Переехали, начали обживаться. Стены перекрасили, Алиске обустроили комнату. Ванная досталась старая — чугунная, советская, вросшая в стену. Экран заложен плиткой наглухо. Я удивился — обычно делают съёмный. Тут замуровано, будто специально, чтобы никто не лез.
Первую неделю всё было тихо. На вторую — потекла труба, по капле, лужа на полу каждое утро. И запах. Не плесень, не сырость — что-то тёплое, кислое, живое. Как в больничной палате. Лена морщилась: «Первый этаж, подвал рядом, что ты хочешь». Я соглашался.
Вызвал сантехника. Пришёл Валерий — мужик лет пятидесяти, тяжёлые руки, усталые глаза. Тридцать лет стажа, видел крыс, плесень, трупы голубей в вентиляции, забетонированные трубы — всё.

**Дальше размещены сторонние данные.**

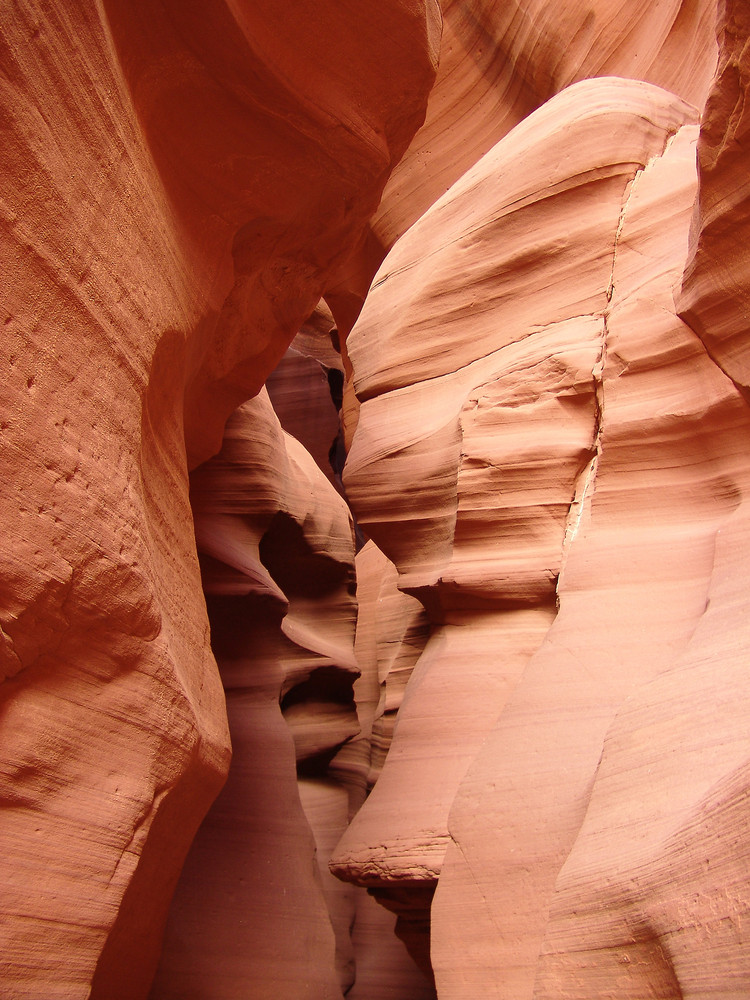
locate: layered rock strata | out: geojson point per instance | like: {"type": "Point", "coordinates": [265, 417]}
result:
{"type": "Point", "coordinates": [277, 554]}
{"type": "Point", "coordinates": [521, 348]}
{"type": "Point", "coordinates": [178, 183]}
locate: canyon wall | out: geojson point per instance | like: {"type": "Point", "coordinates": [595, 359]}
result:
{"type": "Point", "coordinates": [488, 736]}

Отбил три плитки экрана, расширил доступ, лёг на пол и полез под ванну с налобным фонарём. Голова, плечи внутри, ноги наружу.
Тишина. Пять секунд. Десять. Ровное дыхание.
И вдруг он дёрнулся — не назад, а вперёд, словно увидел что-то и потянулся рассмотреть. Замер. Я видел, как напряглись его ноги, как он упёрся ботинками в кафель. Лежал неподвижно секунд двадцать. Потом начал выползать — медленно, осторожно, будто боялся издать лишний звук.
Сел на пол. Снял фонарь. Лицо серое, не белое — серое, как у человека, которому стало плохо с сердцем. Провёл ладонью по лицу.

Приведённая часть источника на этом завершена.